Stephen J. West

Sprints

Stephen J. West lives, writes, and teaches in Morgantown, West Virginia. He is also a columnist and creative nonfiction editor for THIS Literary Magazine.

The Drive from Morgantown to Baltimore

I walk out to the street with coffee in hand, climb into the car and turn the ignition. My wife quickly buckles her seatbelt and tunes the radio. It’s 5:33 am. We’re leaving three minutes late. As we make our way through the empty streets of Morgantown to the entrance ramp of 68 East, I think about how difficult it is to see in twilight, how each streetlamp is a stage prop spotlighting things we color with emotion. I think about the drive ahead, and the reason we have to make it.

We accelerate onto the highway and begin to carve our way across the rugged geography of Appalachia. No words pass between us. There’s no need; we’re accustomed to the drama of this landscape, to its weary mountains in various states of recovery, like the people who huddle among them. We speed through a collage of the backwater and ramshackle; of faded and tattered billboards bolted to rock outcroppings; of rusted automobiles and smoldering tires; of sagging gas stations and their announcements for cigarettes, beer, ammo, bait; of boarded windows that don’t necessarily connote abandonment, and so many other vignettes that remind us what people think when we tell them where we come from. Together, my wife and I can see past all of this to how we really feel: content as outliers, connected by what we divine in these dismissed expanses.

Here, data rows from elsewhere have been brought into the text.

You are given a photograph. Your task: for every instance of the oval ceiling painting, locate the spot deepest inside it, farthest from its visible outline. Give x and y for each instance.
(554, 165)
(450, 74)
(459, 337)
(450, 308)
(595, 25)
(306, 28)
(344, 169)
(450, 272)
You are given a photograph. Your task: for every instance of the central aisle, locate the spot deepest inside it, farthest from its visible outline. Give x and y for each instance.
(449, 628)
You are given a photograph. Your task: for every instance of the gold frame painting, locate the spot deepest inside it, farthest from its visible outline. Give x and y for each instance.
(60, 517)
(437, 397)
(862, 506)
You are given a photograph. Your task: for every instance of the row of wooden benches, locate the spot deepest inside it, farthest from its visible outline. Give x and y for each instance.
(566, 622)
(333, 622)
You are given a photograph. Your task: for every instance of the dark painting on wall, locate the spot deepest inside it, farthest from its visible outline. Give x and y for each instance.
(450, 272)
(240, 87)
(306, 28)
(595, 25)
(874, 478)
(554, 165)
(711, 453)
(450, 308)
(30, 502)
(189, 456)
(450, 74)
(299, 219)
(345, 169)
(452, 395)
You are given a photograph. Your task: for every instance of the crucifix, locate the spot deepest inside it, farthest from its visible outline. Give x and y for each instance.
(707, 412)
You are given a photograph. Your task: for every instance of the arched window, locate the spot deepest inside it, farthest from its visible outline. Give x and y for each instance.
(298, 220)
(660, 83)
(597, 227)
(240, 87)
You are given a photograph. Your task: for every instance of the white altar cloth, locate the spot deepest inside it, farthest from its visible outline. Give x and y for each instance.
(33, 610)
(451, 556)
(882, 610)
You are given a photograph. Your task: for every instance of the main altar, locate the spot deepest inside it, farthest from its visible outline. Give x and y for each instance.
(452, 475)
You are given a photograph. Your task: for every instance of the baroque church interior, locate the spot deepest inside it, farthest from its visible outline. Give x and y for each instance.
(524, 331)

Today we’re driving with purpose, anxiously watching as the mountains slide toward sea level and dissolve into the industrial flats of the Eastern seaboard. We’re driving to the Wilmer Eye Institute in Baltimore because my wife has a detached retina in her left eye. This is her second detachment in as many years. The first occurred in her right eye, and a botched surgery left it with a field of vision that’s half daguerreotype, half darkness: a world in permanent twilight. Neuropathy. No explanation from her surgeon in West Virginia other than “bad things happen to good people.” My wife can still see with her left eye, and we’re driving today to find the best doctors we can, anyone at all that might offer more than cliché to help us believe it will always remain that way, to swaddle us and hush away the word that threatens to erode the world we share: blindness.

I’ve heard that scientists can grow human ears on mice and clone sheep named Dolly; I’ve read of stem cells, of the blind seeing again and other stories that systems of faith could use as proof for their beliefs. And I want to believe in all of them. I need to believe my wife will see. She’s only 29, and I’m only 29, and I want a life where we can look at each other. I want to share in the momentary reflections on mountain reservoirs and listen to her describe the density of chimney smoke spewing from hillside cabins; I want us to look warily at rusty trestle bridges on back roads and find relief in our eye contact when we reach the other side; I want to agree on the acquired taste of dilapidated red brick buildings and read the faded names painted on them aloud to each other, have her say they look like tattoos on an aging sailor; I want her to steal a glance at me and smirk when someone dismisses us because of where we live; and I need to reach out for her hand and always find it reaching for mine when, on the drive from Morgantown to Baltimore, we see the sun appear on the horizon and watch as it sets fire to the world where the continents once collided, where vision and emotion align, and know there’s no need to describe it with words.

I think truth in essay can materialize quickly, through glimpses, and doesn't necessarily resonate more when every nuance of a situation is dissected in writing. When that happens, the life presented on the page sometimes feels too handled to be sincere. And I didn't want the situation in this essay to feel handled. I wanted to give you just enough that you can touch the experience and let it touch you, for the briefest moment, sincerely, but never completely.